Firstly, take a step back and look at your adventure in the abstract. You probably have a few good personalities mixing it up - a few powerful NPCs (who hires you? who are your chief rivals, who are your enemies?), the PCs themselves and so on. Take a look at their desires, their fears, their needs and so on, and see if you can't intermingle them a bit. If NPCs want something abstract (political power), but can't get it directly, they'll try to acquire something that will eventually give them that. And that can bring them to rivalry or competition with another group, NPCs or PCs. Voila, conflict, and from conflict, drama, and from drama, adventure! Or if a powerful NPC wants something concrete (as opposed to the abstract), and it is not interesting to the players (say, a powerful wizard wants a spell, and the party are all fighters), you can quite handily make a common stepping stone for rivalry - a key to a horde of treasure.

Secondly, to take the old fiction and RPG writer's axiom - steal. Steal from anywhere and everywhere. Pick up a novel. Look at the underlying abstract desires and fears of the people involved. Change the McGuffin they want (political power in a monarchy) for something similar but different (advanced status in a guild).

See, on a slightly more mechanical level, a good model for human motivation is Maslow's Hierarchy of Needs. And it teaches us a lot about how to build compelling characters in RPGs. Of course, applying it universally is a bit insane: every minion and mook you face probably won't have a thought on this scale, but if a canny DM wants to flesh out an NPC a bit better, it always helps to consider where they're at in the hierarchy.

Take a look at most end-game villains for instance. Orcus doesn't care about safety! He's the biggest, baddest mother-lover in the valley, he fears no evil! Neither does Abaddon, or Caine. They're totally self-actualizing.

Comparatively, the average peasant in a hut somewhere is scrabbling for safety first, then food.

So let's play a little with the idea. Firstly, the idea works really well if you're messing with scale. What happens when a self-actualizing dragon interacts with starving peasants? A good dragon is defining itself, so it brings them food. Peasants freak out at the sight of the dragon, drop to "safety and security", and flee. How about an evil dragon?

Well, that's an interesting question. Alignment and personality have caused more arguments than I'd care to think about, but evil normally assumes some sort of greed and/or jealousy, which ties in to some sort of scarcity. An evil dragon would presumably actualize their evil by collecting stuff that is rare.
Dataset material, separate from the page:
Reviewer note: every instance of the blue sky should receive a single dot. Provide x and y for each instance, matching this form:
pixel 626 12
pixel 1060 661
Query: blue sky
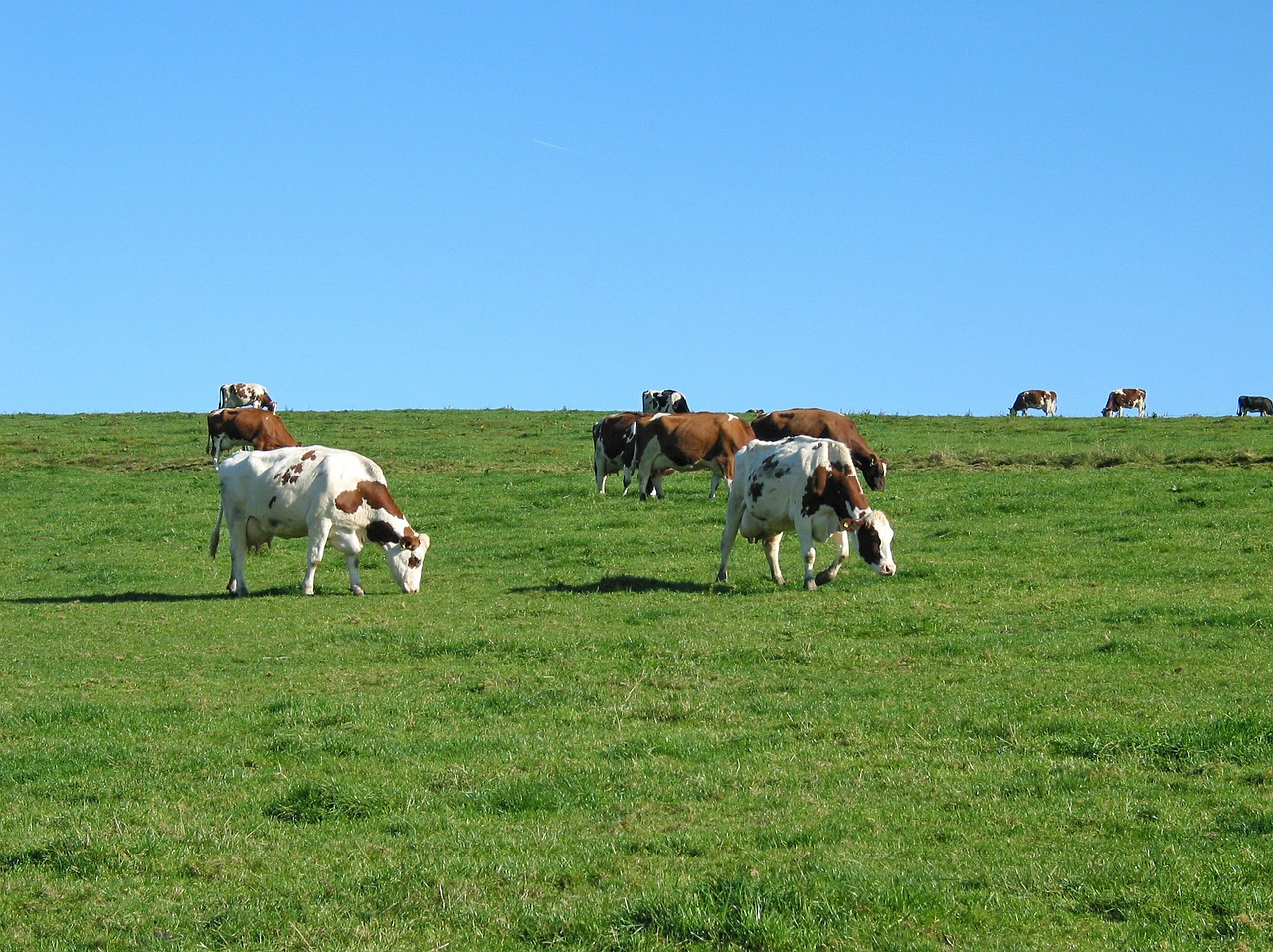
pixel 909 208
Starving peasants may not necessarily interact with that need/desire well... but a little creativity can solve this. Perhaps a peasant has an heirloom. Perhaps the dragon needs something that a dragon can't get at - so he throws money at the peasants to steal for him. Now we can build an entire thieves guild adventure around stealing rare stuff for an evil dragon.

Esteem in the hierarchy is a particularly interesting one, because it tends to be vastly overplayed. Why does an evil person do what he does? He wants power, because he wants power. Who doesn't want power? He was once powerless, and now he just wants to kick ass. And it's great, because it's tropey, which means it's safe. Players "get" the need for esteem, which let's you all chill out if you want a nice, simple game. But if you prefer the intrigue of clashing personalities, the ability to play NPCs against each other, or just to flesh out a character more than "wants gold", I'd recommend thinking through the underlying needs and desires of your characters. It can make for some great adventure ideas, or even whole campaigns.